Internet zalewają historię kobiet, które na dobre porzuciły mycie włosów tradycyjnymi szamponami. Stosują ich ekologiczne zamienniki lub popularne produkty spożywcze. Są też takie, które przepłukują włosy wyłącznie wodą, będąc dumnymi posiadaczkami pięknych kosmyków. Jak ma się więc sprawa z szamponami? Czy faktycznie jest z nich więcej szkody niż pożytku?
Pielęgnacja włosów
Producenci popularnych kosmetyków zapewniają, że lansowane przez nich szampony są nieszkodliwe, delikatne i świetnie dbają o włosy. Problem w tym, że w skład wielu z nich wchodzą substancje, które niekorzystnie wpływają nie tylko na kondycję włosów i skóry głowy, ale mogą zaburzać pracę całego organizmu. Czytajmy więc etykiety i wystrzegajmy się niektórych produktów. Glikol propylenowy powstały z ropy naftowej zaburza funkcję odpornościową skóry, zwyczajnie ją zatruwając i podrażniając.
Weźmy więc pod uwagę, że traktowanie włosów kosmetykami o takim składzie nie tylko negatywnie wpływa na włosy. Przenikanie agresywnych substancji chemicznych przez skórę zaburza pracę całego organizmu.

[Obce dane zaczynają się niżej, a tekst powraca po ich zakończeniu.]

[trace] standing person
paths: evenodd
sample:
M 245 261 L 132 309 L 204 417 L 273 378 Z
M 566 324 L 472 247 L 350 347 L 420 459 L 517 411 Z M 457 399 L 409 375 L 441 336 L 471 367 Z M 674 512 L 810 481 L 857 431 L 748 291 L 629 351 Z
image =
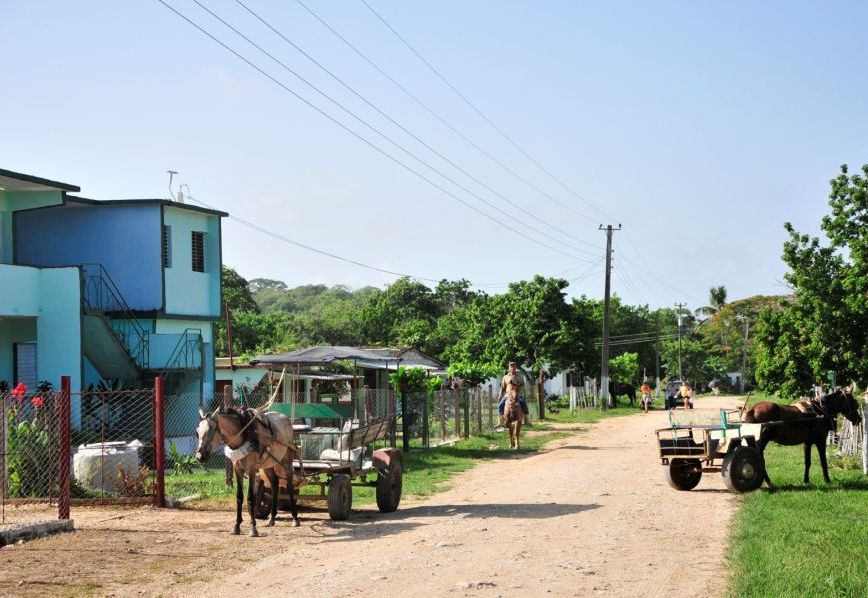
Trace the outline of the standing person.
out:
M 690 409 L 690 387 L 687 385 L 687 381 L 681 383 L 681 388 L 678 389 L 678 394 L 681 395 L 681 400 L 684 401 L 684 408 Z
M 504 375 L 503 380 L 500 381 L 500 402 L 497 404 L 497 412 L 500 414 L 500 425 L 506 425 L 506 422 L 503 418 L 503 406 L 506 405 L 506 390 L 509 384 L 512 383 L 515 386 L 515 391 L 518 394 L 518 402 L 521 404 L 521 412 L 524 414 L 524 421 L 522 421 L 522 425 L 527 422 L 527 416 L 530 413 L 527 409 L 527 402 L 524 400 L 524 380 L 521 375 L 518 373 L 518 364 L 514 361 L 510 361 L 507 366 L 506 375 Z
M 651 387 L 647 382 L 643 382 L 639 390 L 642 392 L 642 407 L 645 413 L 648 413 L 648 408 L 651 406 Z

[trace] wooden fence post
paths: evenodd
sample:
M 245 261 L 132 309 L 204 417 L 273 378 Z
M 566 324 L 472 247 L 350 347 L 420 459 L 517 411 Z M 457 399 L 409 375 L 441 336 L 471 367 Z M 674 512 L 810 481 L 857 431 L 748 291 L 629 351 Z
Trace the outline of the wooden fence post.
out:
M 455 419 L 455 436 L 461 438 L 461 391 L 452 390 L 452 409 Z
M 488 427 L 494 427 L 494 386 L 488 385 Z
M 157 376 L 154 380 L 154 506 L 159 508 L 166 506 L 166 417 L 163 399 L 163 378 Z
M 437 392 L 437 403 L 440 407 L 440 442 L 446 441 L 446 393 Z
M 71 463 L 71 450 L 72 447 L 70 444 L 72 443 L 72 409 L 70 406 L 70 401 L 72 397 L 70 395 L 70 377 L 69 376 L 61 376 L 60 377 L 60 397 L 59 403 L 57 404 L 57 415 L 60 427 L 60 434 L 58 435 L 60 442 L 60 464 L 58 467 L 58 484 L 60 486 L 59 490 L 59 498 L 57 501 L 57 518 L 58 519 L 69 519 L 69 503 L 71 494 L 72 494 L 72 476 L 70 475 L 70 467 L 72 467 Z M 0 424 L 0 429 L 2 429 L 6 425 L 6 418 L 3 418 L 3 423 Z M 5 452 L 5 447 L 4 451 Z M 4 476 L 5 481 L 5 476 Z M 5 489 L 3 489 L 5 492 Z M 5 494 L 4 494 L 5 496 Z
M 482 385 L 476 385 L 476 433 L 482 434 Z
M 223 387 L 223 409 L 232 407 L 232 386 L 227 384 Z M 224 471 L 226 474 L 226 487 L 232 487 L 232 461 L 225 459 Z

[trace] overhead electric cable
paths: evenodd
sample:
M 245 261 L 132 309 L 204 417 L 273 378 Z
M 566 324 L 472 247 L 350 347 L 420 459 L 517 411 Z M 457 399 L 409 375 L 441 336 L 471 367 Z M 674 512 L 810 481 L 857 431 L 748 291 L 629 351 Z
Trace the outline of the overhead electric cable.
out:
M 309 14 L 310 14 L 314 19 L 316 19 L 317 21 L 319 21 L 319 22 L 323 25 L 323 27 L 325 27 L 326 29 L 328 29 L 328 30 L 329 30 L 332 34 L 334 34 L 334 35 L 335 35 L 339 40 L 341 40 L 341 41 L 342 41 L 342 42 L 343 42 L 343 43 L 344 43 L 348 48 L 350 48 L 350 49 L 351 49 L 353 52 L 355 52 L 355 53 L 356 53 L 360 58 L 362 58 L 365 62 L 367 62 L 367 63 L 368 63 L 368 64 L 369 64 L 369 65 L 370 65 L 374 70 L 376 70 L 376 71 L 377 71 L 378 73 L 380 73 L 380 74 L 381 74 L 381 75 L 382 75 L 386 80 L 388 80 L 390 83 L 392 83 L 392 85 L 394 85 L 394 86 L 397 87 L 399 90 L 401 90 L 401 91 L 402 91 L 402 92 L 403 92 L 407 97 L 409 97 L 409 98 L 410 98 L 411 100 L 413 100 L 416 104 L 418 104 L 418 105 L 419 105 L 422 109 L 424 109 L 428 114 L 430 114 L 430 115 L 433 116 L 435 119 L 437 119 L 437 120 L 438 120 L 440 123 L 442 123 L 446 128 L 448 128 L 450 131 L 452 131 L 453 133 L 455 133 L 456 135 L 458 135 L 461 139 L 463 139 L 466 143 L 468 143 L 471 147 L 473 147 L 473 148 L 474 148 L 475 150 L 477 150 L 479 153 L 481 153 L 482 155 L 484 155 L 486 158 L 488 158 L 489 160 L 491 160 L 494 164 L 496 164 L 497 166 L 499 166 L 501 169 L 503 169 L 505 172 L 507 172 L 508 174 L 510 174 L 510 175 L 511 175 L 512 177 L 514 177 L 516 180 L 518 180 L 518 181 L 524 183 L 524 184 L 527 185 L 530 189 L 533 189 L 534 191 L 536 191 L 536 192 L 539 193 L 542 197 L 545 197 L 545 198 L 548 199 L 549 201 L 551 201 L 551 202 L 553 202 L 553 203 L 556 203 L 556 204 L 558 204 L 558 205 L 561 205 L 562 207 L 567 208 L 568 210 L 570 210 L 570 211 L 573 212 L 574 214 L 576 214 L 576 215 L 578 215 L 578 216 L 580 216 L 580 217 L 582 217 L 582 218 L 585 218 L 585 219 L 589 220 L 590 222 L 594 222 L 594 223 L 597 222 L 596 219 L 594 219 L 594 218 L 592 218 L 592 217 L 590 217 L 590 216 L 588 216 L 588 215 L 586 215 L 586 214 L 582 214 L 581 212 L 576 211 L 574 208 L 570 207 L 569 205 L 565 205 L 565 204 L 563 204 L 563 202 L 561 202 L 561 201 L 558 200 L 557 198 L 553 197 L 551 194 L 549 194 L 549 193 L 546 192 L 545 190 L 540 189 L 540 188 L 539 188 L 537 185 L 535 185 L 532 181 L 530 181 L 530 180 L 528 180 L 527 178 L 523 177 L 522 175 L 520 175 L 519 173 L 517 173 L 517 172 L 515 172 L 513 169 L 511 169 L 509 166 L 507 166 L 506 164 L 504 164 L 501 160 L 499 160 L 497 157 L 495 157 L 494 155 L 492 155 L 492 154 L 491 154 L 489 151 L 487 151 L 485 148 L 481 147 L 479 144 L 477 144 L 475 141 L 473 141 L 470 137 L 468 137 L 467 135 L 465 135 L 464 133 L 462 133 L 460 130 L 458 130 L 458 129 L 457 129 L 454 125 L 452 125 L 449 121 L 447 121 L 447 120 L 444 119 L 442 116 L 440 116 L 439 114 L 437 114 L 437 113 L 436 113 L 436 112 L 435 112 L 435 111 L 434 111 L 430 106 L 428 106 L 428 104 L 426 104 L 426 103 L 425 103 L 423 100 L 421 100 L 418 96 L 416 96 L 415 94 L 413 94 L 413 92 L 411 92 L 411 91 L 408 90 L 406 87 L 404 87 L 403 85 L 401 85 L 398 81 L 396 81 L 396 80 L 394 79 L 394 77 L 392 77 L 391 75 L 389 75 L 389 74 L 388 74 L 386 71 L 384 71 L 384 70 L 383 70 L 379 65 L 377 65 L 377 63 L 375 63 L 371 58 L 369 58 L 369 57 L 368 57 L 364 52 L 362 52 L 362 51 L 359 50 L 356 46 L 354 46 L 354 45 L 353 45 L 349 40 L 347 40 L 343 35 L 341 35 L 341 33 L 340 33 L 339 31 L 337 31 L 334 27 L 332 27 L 331 25 L 329 25 L 328 22 L 326 22 L 322 17 L 320 17 L 316 12 L 314 12 L 314 11 L 313 11 L 310 7 L 308 7 L 304 2 L 302 2 L 302 0 L 296 0 L 296 2 L 297 2 L 297 3 L 298 3 L 302 8 L 304 8 L 304 9 L 305 9 L 305 10 L 306 10 L 306 11 L 307 11 L 307 12 L 308 12 L 308 13 L 309 13 Z M 582 241 L 582 242 L 586 243 L 587 245 L 589 245 L 589 246 L 591 246 L 591 247 L 594 247 L 594 244 L 593 244 L 593 243 L 590 243 L 590 242 L 588 242 L 588 241 Z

Przede wszystkim szampony ekologiczne, certyfikowane, które nie zawierają szkodliwych substancji, a są dostępne w sklepach z kosmetykami naturalnymi. Kosmetyki takie produkowane są na bazie ziół, nie zawierają sztucznych substancji zapachowych. Możemy również od czasu do czasu dać włosom odpocząć od jakichkolwiek kosmetyków i do mycia zastosować ocet jabłkowy, wywar z rumianku lub hydrolat. O ile to możliwe, nie przeciążajmy dodatkowo włosów lakierami, piankami i innymi stylizatorami. Starajmy się jak najrzadziej narażać je na działanie gorąca i substancji chemicznych. Inna sprawa, zbyt częste mycie włosów faktycznie je osłabia, a skórę głowy pobudza do produkcji sebum. Paradoksalnie więc im częściej będziemy myć głowę, tym bardziej będą nam się włosy przetłuszczać.